Il est donc possible, par le mécanisme de l’usufruit, d’éclater la valeur d’un bien immobilier dans deux patrimoines différents et d’éluder ainsi l’imposition au titre de l’impôt sur la fortune immobilière.

Le démembrement de la propriété des parts sociales d’une société civile immobilière

Il est fréquent que des particuliers apportent un bien immobilier à une société civile immobilière et reçoivent en contrepartie des parts sociales de cette société.

Il est possible, dans un objectif d’optimisation fiscale, de démembrer la propriété des parts sociales de la société civile immobilière. Un tel dispositif permet d’allier les avantages, du point de vu de la société civile immobilière, du régime des sociétés de personnes et des sociétés de capitaux (impôt sur les sociétés).

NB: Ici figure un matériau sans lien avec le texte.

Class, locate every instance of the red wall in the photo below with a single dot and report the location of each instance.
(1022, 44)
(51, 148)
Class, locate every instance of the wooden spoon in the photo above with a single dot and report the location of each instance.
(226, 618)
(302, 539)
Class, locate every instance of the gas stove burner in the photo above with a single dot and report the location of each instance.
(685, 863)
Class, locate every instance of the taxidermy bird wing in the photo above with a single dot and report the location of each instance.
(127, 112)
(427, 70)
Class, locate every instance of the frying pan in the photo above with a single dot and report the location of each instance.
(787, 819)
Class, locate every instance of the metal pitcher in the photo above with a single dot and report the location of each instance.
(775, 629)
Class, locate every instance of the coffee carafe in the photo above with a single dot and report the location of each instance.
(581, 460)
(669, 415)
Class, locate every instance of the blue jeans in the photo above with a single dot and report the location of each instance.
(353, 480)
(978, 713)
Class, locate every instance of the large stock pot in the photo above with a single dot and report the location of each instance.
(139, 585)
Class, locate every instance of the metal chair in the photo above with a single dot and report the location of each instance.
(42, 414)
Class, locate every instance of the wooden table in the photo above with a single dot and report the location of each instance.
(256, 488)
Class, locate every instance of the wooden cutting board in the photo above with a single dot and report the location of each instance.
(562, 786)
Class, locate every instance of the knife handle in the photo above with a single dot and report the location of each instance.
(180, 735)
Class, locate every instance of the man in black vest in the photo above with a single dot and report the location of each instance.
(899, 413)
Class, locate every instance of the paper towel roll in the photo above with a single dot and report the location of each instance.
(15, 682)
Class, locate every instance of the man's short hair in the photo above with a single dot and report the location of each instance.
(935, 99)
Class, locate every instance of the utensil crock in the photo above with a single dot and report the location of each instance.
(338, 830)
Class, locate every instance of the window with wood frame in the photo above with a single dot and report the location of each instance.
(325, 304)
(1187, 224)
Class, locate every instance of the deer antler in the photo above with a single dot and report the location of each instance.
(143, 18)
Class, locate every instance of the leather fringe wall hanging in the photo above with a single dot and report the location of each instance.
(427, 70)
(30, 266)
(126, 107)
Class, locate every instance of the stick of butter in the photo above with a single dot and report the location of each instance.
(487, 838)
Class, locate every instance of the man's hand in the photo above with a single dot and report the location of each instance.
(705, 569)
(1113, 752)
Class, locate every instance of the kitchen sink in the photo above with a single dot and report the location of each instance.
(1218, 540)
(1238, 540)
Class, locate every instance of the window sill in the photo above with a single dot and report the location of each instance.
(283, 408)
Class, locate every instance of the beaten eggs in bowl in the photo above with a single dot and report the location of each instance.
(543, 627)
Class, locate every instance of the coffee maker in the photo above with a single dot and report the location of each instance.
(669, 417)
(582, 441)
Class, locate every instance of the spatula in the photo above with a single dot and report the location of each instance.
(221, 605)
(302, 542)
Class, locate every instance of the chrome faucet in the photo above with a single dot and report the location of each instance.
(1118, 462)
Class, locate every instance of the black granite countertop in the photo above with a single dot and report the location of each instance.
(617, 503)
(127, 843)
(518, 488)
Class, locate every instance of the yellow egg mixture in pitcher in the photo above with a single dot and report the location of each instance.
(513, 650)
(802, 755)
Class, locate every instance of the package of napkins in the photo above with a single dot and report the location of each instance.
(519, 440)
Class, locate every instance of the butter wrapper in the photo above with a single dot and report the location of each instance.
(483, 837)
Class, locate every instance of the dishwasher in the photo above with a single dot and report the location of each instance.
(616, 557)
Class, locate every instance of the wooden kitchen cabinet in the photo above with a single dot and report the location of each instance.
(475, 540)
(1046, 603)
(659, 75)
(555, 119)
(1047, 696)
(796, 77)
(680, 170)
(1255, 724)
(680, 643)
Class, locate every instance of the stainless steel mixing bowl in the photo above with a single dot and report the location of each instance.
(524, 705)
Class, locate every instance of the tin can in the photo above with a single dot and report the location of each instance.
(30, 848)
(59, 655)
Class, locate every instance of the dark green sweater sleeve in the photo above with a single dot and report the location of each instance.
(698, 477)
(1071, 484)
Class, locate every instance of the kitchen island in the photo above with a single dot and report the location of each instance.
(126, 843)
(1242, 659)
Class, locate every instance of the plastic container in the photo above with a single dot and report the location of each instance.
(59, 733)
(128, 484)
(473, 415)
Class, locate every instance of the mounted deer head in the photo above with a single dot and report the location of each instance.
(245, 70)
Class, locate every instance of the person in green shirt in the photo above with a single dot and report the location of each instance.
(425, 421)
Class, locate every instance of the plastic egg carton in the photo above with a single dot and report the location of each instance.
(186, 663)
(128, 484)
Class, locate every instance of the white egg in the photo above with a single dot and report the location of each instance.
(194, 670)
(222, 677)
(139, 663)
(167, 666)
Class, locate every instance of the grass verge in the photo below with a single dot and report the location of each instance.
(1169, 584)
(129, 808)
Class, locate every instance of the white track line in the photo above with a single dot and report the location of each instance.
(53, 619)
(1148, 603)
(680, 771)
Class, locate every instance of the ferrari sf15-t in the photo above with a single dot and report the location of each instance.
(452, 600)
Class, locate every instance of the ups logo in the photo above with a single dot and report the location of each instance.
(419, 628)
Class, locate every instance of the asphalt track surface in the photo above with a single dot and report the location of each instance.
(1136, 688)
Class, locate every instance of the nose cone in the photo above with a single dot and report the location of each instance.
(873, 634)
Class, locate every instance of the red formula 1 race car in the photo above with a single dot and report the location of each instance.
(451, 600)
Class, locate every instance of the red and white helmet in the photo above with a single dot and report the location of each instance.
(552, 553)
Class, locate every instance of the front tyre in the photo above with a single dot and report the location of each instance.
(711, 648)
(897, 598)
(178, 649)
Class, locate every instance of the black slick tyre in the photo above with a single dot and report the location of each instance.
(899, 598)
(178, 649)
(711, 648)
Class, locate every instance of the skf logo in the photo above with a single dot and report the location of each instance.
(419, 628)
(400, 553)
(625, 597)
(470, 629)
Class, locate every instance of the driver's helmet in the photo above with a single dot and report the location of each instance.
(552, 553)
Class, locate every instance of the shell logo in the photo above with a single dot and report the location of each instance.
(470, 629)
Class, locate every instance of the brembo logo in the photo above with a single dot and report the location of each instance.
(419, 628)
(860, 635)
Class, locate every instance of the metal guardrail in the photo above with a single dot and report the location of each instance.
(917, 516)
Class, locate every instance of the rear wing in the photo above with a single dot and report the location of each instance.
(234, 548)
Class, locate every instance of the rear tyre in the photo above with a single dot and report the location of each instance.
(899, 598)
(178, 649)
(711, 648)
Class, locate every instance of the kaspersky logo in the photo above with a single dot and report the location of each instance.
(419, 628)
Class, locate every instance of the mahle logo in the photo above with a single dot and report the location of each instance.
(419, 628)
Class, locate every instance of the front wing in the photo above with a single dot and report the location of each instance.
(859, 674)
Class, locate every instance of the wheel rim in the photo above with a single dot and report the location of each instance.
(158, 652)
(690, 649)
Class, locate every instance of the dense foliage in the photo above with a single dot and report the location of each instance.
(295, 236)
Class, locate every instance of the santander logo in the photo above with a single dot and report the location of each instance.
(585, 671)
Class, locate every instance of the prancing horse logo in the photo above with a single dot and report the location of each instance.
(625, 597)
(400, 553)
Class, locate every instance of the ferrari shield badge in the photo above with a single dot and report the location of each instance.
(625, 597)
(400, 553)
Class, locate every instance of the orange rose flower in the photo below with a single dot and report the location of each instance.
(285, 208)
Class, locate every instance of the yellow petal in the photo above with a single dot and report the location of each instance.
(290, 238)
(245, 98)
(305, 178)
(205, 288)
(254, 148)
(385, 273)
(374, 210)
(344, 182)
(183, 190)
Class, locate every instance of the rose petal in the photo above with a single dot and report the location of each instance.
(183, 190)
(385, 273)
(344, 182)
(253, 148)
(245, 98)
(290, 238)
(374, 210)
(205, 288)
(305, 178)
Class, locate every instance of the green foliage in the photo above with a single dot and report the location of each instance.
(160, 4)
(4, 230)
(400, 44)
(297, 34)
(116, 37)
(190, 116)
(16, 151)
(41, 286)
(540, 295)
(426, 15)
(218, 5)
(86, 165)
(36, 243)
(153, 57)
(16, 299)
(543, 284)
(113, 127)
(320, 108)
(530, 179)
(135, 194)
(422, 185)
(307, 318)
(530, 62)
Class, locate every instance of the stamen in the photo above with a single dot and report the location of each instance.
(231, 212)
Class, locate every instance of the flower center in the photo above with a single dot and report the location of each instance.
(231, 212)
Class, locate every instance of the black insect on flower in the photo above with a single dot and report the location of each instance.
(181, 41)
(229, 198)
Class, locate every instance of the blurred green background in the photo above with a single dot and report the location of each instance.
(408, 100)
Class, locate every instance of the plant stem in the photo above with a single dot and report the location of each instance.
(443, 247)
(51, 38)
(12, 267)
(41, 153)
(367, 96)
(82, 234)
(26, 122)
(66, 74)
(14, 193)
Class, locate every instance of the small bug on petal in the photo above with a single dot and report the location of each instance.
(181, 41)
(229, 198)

Prenons un exemple pour illustrer ce schéma. Une société à responsabilité limitée détient un fonds de commerce (un salon de coiffure). Dans le cadre du développement de l’activité, les associés de cette société (qui sont par ailleurs gérants de celle-ci) décident d’acquérir un bien immeuble pour y loger l’activité. Ils décident de passer par l’intermédiaire d’une société civile immobilière pour gérer ce bien immobilier. Les associés de la société civile immobilière, propriétaire des parts sociales de cette dernière, vont démembrer ces parts sociales et vont apporter l’usufruit de ces dernières à la société à responsabilité limitée. L’usufruitier étant soumis à l’impôt sur les sociétés, les revenus de la SCI (tirés de la location du bien immobilier à la SARL) seront calculés sur le fondement des règles afférentes aux bénéfices industriels et commerciaux (permettant, en outre, de pratiquer l’amortissement du bien).

Vous l’aurez compris, un tel schéma permet de bénéficier non seulement des avantages de l’impôt sur le revenu (notamment en cas de revente du bien avec le régime fiscal avantageux des plus-values) mais également de ceux de l’impôt sur les sociétés.

Le rôle de l’avocat fiscaliste dans le démembrement de la propriété

L’avocat fiscaliste pourra vous conseiller sur l’opportunité d’un démembrement de propriété dans le cadre de votre situation personnelle. Il vous informera également sur toutes les conséquences juridiques de ce démembrement.